Objectives: To understand what medical students consider when choosing their specialty, prior to significant clinical exposure to develop strategies to provide adequate career counseling.
Methods: A cross-sectional study was performed by distributing optional questionnaires to 165 first-year medical students at the University of Ottawa in their first month of training with a sample yield of 54.5% (n=90). Descriptive statistics, analysis of variance, Spearman's rank correlation, Cronbach's alpha coefficient, Kaiser-Meyer-Olkin Measure, and exploratory factor analyses were used to analyze the anonymized results.
Results: "Job satisfaction", "lifestyle following training" and, "impact on the patient" were the three highest rated considerations when choosing a specialty. Fifty-two and seventeen percent (n=24) and 57.89% (n=22) of males and females ranked non-surgical specialties as their top choice. Student confidence in their specialty preferences was moderate, meaning their preference could likely change (mean=2.40/5.00, SD=1.23). ANOVA showed no significant differences between confidence and population size (F(2,86)=0.290, p=0.75) or marital status (F(2,85)=0.354, p=0.70) in both genders combined. Five underlying factors that explained 44.32% of the total variance were identified. Five themes were identified to enhance career counseling.
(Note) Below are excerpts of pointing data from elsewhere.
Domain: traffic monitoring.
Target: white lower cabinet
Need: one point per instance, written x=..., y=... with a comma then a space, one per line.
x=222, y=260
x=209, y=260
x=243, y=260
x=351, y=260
Conclusions: Medical students in their first month of training have already considered their specialty preferences, despite limited exposure. However, students are not fixed in their specialty preference. Our findings further support previous results but expand what students consider when choosing their specialty early in their training. Medical educators and administrators who recognize and understand the importance of these considerations may further enhance career counseling and medical education curricula.
Keywords: career; counseling; medical education; medical students; undergraduate.